Post offices will disappear in the next 15 years, that’s inconceivable to most people. Even banks as we know them will disappear as we know them. My kids may never go to a post office or a bank when they are adults. There are many many things that will change over the next 15 years. The financial types will be in serious trouble, the ivy league schools, many of them will shatter. Many things will change as we look to the future. And even if I’m wrong about every one of those, there are going to be other dramatic, far reaching changes, and if nothing else, just look back in history. Pick any year, and see what everybody thought in that year and then look ahead 10, 15 years and essentially nothing was the same.
Having lived through many different historical events, seen the birth of widespread computing, the internet, do you feel that technology is growing at a faster rate – that it is growing at an exponential or even logarithmic scale, as opposed to a linear scale?
Well the difference in 1900 and 1915 – certainly not linear, it’s geometric if not a rocket ship. As far as technology – when the radio came, when electricity came, when the steam engine came, these things made staggering changes in the world. I think there are studies that say yes, technological change in these years is faster than others. I don’t know how you measure that. I know that the UK went from essentially nothing in 1820 to in 1835 they had 2/3rd of all the machines in the world. Whereas in the 1820s no one thought much about the UK except they had defeated Napoleon. But that didn’t lead to riches or gigantic industrial revolution happening in the UK instead of in Germany or Japan or even America. Yes, it is an easy, facile type of statement, and we are experiencing staggering changes, as I’ve said – my kids will never go to a post office, which would be inconceivable over the past couple hundreds of years, or a bank which would have been inconceivable over the past several thousands of years. However, fortunately or unfortunately, the world has always seen dramatic changes.

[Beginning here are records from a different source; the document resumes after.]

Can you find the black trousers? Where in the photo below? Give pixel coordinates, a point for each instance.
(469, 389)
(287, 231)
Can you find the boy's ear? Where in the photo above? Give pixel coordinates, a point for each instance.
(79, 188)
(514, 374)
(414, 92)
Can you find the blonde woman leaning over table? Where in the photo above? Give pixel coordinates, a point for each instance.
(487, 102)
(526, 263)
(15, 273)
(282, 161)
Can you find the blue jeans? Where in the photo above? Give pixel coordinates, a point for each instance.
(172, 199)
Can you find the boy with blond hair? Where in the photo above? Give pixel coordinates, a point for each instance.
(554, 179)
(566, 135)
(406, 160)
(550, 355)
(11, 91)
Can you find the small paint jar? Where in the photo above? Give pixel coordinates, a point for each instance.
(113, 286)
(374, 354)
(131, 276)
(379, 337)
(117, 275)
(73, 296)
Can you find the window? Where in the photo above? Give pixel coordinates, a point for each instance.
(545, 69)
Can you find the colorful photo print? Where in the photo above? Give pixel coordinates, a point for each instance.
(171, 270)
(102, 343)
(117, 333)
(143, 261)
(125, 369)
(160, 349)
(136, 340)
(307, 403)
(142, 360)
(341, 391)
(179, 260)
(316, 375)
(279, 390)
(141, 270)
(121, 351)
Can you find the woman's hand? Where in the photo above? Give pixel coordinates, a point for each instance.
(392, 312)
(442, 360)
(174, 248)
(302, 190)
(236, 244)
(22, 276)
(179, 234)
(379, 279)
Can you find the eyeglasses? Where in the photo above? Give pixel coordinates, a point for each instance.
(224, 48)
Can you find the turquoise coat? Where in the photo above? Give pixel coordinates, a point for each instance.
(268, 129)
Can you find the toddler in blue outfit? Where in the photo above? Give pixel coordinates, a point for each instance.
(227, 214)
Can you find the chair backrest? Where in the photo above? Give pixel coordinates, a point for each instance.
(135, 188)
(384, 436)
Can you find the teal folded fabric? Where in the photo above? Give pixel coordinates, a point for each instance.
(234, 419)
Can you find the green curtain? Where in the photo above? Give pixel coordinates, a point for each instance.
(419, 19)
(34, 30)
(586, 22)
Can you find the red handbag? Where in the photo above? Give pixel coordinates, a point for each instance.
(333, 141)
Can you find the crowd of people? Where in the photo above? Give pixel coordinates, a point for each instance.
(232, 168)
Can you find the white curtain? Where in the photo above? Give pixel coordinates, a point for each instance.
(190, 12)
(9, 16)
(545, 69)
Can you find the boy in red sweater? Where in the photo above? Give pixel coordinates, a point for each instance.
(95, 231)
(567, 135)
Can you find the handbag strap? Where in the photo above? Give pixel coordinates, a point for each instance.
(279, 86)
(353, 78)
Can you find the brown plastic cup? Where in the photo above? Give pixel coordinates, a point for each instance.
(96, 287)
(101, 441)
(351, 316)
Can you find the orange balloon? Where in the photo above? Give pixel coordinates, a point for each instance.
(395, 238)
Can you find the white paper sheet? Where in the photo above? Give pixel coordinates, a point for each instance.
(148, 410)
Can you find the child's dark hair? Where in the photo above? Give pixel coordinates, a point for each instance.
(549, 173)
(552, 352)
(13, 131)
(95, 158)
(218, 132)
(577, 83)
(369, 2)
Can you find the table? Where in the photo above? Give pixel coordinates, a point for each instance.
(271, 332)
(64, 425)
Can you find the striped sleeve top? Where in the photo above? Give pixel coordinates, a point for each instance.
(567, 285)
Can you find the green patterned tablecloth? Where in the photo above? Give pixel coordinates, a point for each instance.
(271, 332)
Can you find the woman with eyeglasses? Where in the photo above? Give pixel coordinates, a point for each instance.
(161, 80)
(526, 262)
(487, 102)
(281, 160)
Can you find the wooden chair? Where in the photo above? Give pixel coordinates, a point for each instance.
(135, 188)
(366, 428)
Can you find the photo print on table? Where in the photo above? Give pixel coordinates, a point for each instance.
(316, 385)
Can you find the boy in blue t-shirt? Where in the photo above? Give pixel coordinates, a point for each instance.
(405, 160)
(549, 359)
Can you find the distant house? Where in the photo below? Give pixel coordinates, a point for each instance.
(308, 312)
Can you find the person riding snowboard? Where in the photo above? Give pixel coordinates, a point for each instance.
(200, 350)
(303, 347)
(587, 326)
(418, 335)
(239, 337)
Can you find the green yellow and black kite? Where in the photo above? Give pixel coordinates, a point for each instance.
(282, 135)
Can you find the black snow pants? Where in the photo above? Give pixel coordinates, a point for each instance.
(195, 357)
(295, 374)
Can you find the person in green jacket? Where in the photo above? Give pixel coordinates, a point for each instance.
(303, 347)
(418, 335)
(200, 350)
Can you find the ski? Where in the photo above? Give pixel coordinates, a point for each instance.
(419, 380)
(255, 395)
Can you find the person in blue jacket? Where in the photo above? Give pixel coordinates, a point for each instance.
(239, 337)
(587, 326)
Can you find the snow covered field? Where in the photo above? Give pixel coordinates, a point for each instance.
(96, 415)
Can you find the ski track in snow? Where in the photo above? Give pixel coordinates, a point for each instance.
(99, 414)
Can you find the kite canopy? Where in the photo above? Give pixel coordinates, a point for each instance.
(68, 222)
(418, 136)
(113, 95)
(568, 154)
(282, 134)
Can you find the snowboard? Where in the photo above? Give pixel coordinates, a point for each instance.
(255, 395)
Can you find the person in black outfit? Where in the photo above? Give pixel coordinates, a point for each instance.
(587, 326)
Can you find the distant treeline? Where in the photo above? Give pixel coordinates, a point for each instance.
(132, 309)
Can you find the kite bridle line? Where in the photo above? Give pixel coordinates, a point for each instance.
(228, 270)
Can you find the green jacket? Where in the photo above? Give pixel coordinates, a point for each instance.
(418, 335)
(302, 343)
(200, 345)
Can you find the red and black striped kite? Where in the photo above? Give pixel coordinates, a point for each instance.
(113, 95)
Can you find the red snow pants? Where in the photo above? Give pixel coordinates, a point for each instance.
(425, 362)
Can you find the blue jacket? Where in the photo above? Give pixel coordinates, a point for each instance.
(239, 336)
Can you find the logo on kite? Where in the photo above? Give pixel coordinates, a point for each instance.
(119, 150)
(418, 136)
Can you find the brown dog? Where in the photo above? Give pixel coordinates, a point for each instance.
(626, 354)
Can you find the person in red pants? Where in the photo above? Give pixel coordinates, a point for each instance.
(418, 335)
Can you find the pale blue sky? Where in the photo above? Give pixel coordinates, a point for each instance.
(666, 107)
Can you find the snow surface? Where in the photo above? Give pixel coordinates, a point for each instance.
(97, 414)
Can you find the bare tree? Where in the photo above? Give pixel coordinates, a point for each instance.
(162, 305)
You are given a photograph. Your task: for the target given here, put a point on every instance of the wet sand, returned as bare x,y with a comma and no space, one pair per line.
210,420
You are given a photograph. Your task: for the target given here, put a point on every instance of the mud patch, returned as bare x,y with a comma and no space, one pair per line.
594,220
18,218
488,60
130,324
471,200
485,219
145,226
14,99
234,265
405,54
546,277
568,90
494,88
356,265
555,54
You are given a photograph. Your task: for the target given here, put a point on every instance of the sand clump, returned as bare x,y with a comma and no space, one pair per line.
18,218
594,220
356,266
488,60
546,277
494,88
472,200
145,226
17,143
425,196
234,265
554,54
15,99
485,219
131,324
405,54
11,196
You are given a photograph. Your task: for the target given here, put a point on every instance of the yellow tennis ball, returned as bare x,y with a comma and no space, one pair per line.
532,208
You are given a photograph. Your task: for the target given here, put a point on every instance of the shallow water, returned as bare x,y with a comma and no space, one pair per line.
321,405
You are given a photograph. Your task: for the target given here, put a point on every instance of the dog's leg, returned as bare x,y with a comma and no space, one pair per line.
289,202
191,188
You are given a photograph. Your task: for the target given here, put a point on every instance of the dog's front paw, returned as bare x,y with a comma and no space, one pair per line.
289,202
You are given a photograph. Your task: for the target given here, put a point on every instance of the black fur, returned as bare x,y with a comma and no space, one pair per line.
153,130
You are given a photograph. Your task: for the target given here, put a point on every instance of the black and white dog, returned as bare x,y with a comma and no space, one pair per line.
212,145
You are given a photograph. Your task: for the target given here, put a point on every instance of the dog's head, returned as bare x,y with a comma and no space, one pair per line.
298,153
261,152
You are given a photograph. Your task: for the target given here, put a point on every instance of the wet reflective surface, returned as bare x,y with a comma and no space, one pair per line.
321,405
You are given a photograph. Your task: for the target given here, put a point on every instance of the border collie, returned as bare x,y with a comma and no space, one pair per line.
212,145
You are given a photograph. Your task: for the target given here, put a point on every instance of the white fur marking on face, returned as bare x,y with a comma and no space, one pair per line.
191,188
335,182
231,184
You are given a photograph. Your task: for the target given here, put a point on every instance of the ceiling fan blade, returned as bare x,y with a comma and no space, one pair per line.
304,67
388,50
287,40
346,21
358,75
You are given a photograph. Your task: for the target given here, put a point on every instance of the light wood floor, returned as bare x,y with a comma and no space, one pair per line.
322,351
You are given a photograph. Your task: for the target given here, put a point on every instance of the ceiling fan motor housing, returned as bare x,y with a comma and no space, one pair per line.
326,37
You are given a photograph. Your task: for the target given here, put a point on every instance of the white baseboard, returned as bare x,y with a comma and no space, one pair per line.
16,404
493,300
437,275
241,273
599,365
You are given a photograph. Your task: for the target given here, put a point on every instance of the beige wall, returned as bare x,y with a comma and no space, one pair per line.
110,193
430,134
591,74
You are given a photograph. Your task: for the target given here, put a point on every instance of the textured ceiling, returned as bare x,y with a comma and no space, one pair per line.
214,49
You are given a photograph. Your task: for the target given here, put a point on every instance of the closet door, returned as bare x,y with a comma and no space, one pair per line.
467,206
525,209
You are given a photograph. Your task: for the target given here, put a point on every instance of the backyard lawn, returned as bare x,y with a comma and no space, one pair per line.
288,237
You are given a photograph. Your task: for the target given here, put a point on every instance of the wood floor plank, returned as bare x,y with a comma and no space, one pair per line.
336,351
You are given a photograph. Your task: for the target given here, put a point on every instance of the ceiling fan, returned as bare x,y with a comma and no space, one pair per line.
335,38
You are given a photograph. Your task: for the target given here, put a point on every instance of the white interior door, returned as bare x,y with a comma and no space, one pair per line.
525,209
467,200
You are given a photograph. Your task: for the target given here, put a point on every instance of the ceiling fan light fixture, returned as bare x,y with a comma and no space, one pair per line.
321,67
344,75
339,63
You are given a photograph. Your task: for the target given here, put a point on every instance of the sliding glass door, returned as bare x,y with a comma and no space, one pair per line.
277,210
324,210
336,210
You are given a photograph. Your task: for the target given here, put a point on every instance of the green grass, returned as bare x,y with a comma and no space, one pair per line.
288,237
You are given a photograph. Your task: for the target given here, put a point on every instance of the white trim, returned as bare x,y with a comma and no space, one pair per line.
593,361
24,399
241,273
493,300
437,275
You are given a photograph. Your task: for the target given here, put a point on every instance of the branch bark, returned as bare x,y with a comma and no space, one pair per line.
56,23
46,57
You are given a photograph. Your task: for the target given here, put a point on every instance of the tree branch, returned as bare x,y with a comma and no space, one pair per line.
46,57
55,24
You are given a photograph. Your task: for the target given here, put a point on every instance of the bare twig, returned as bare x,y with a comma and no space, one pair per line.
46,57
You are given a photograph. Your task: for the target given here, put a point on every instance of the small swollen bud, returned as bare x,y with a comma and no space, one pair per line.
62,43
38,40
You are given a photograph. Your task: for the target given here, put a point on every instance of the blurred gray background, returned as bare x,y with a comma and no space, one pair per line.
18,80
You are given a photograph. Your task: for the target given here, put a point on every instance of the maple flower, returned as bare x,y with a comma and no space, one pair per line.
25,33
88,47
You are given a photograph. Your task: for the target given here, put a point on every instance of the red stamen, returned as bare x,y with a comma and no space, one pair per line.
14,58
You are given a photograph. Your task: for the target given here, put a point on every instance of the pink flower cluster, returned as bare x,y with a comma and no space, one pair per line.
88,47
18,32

Are you optimistic this will have a positive change or do you see it could also have a negative change?
Both, will have staggering wars, technology will kill a lot more people, destroy a lot more capital, will destroy countries and societies. At the same time it will cause birth and rebirth to plenty others. Was the atom bomb good or bad – certainly if you were Japanese you didn’t think it was very good. But on the other hand if you were TVA – Tennessee valley authority you thought it was spectacular. It’s both. The machine gun. Noble when he invented dynamite, he said “this will bring peace to the world” because no one will want to kill each other; the consequences will be horrible. He was wrong, they figured out ways how to kill even more people. So, it’s some of both.
- The world is undergoing massive changes, in 10 or 15 years, the landscape may look completely different.
- Asia is on the rise. Asia is the epicenter of emerging markets. Whether it is Hong Kong, Singapore, Thailand, Vietnam, Malaysia, Indonesia, Burma or the Philippines, the opportunities are rampant.